The World Bank Doing Business 2019 report ranks Tunisia 63rd in terms of ease of starting a business. In North Africa, Tunisia ranked ahead of Egypt (109), Algeria (157), and Libya (186) and behind Mauritania (46) and Morocco (34): http://www.doingbusiness.org/en/data/exploreeconomies/tunisia#DB_sb .
The Agency for Promotion of Industry and Innovation (APII) is the focal point for business registration generally for new businesses. Online project declaration for industry or service sector projects for both domestic and foreign investment is available at: www.tunisieindustrie.nat.tn/en/doc.asp?mcat=16&mrub=122
APII has attempted to simplify the business registration process by creating a one-stop shop that offers registration of legal papers with the tax office, court clerk, official Tunisian gazette, and customs. This one-stop shop also houses consultants from the Investment Promotion Agency (API), Ministry of Employment, National Social Security Authority (CNSS), post office, Ministry of Interior, and the Ministry of Trade. Registration may face delays as some agencies may have longer internal processes. Prior to registration business must first initiate an online declaration of intent, to which APII provides a notification of receipt within 24 hours.

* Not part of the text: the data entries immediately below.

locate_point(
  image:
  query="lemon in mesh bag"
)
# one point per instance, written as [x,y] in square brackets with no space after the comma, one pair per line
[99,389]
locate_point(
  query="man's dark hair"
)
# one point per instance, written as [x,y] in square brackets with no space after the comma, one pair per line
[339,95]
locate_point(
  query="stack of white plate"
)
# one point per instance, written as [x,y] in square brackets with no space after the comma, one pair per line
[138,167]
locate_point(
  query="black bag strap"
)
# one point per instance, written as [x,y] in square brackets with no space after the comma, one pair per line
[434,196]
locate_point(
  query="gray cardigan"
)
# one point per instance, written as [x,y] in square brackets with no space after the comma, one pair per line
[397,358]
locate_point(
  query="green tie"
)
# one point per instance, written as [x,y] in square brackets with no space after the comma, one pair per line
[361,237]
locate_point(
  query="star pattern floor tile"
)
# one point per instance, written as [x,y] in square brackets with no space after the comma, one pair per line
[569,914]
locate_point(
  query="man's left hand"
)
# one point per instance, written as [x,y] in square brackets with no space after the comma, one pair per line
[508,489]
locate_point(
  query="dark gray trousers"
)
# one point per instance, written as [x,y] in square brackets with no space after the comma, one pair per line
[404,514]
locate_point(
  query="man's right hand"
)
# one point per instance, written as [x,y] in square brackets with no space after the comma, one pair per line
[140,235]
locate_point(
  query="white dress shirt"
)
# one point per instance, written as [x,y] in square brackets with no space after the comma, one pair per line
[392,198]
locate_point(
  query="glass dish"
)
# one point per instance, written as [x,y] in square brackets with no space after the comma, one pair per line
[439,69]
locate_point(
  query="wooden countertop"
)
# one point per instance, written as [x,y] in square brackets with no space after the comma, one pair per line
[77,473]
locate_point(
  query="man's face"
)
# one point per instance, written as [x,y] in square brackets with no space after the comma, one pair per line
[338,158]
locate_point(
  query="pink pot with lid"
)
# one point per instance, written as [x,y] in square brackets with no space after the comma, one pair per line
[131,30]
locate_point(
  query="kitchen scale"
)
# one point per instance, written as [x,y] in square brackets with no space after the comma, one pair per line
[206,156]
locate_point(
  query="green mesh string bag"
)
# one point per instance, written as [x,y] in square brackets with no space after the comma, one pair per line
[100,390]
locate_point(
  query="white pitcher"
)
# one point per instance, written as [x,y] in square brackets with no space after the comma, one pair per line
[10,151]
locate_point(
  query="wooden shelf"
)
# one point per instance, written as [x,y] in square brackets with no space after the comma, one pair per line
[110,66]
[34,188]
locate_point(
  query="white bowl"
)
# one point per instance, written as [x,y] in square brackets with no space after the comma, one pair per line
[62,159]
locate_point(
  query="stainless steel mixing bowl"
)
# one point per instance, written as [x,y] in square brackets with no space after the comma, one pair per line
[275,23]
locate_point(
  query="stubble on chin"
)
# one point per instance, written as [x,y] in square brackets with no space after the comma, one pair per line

The World Bank’s Doing Business 2019 report indicates that business registration takes an average of 8 days and costs about USD 115 (350 Tunisian dinars): http://www.doingbusiness.org/en/data/exploreeconomies/tunisia#DB_sb .
For agriculture and fisheries, business registration information can be found at: www.apia.com.tn .
In the tourism industry, companies must register with the National Office for Tourism at: http://www.tourisme.gov.tn/pour-investir/prestations-administratives.html.
The central point of contact for established foreign investors and companies is the Foreign Investment Promotion Agency (FIPA): http://www.investintunisia.tn .
The GOT does not incentivize outward investment, and capital transfer abroad is tightly controlled by the Central Bank.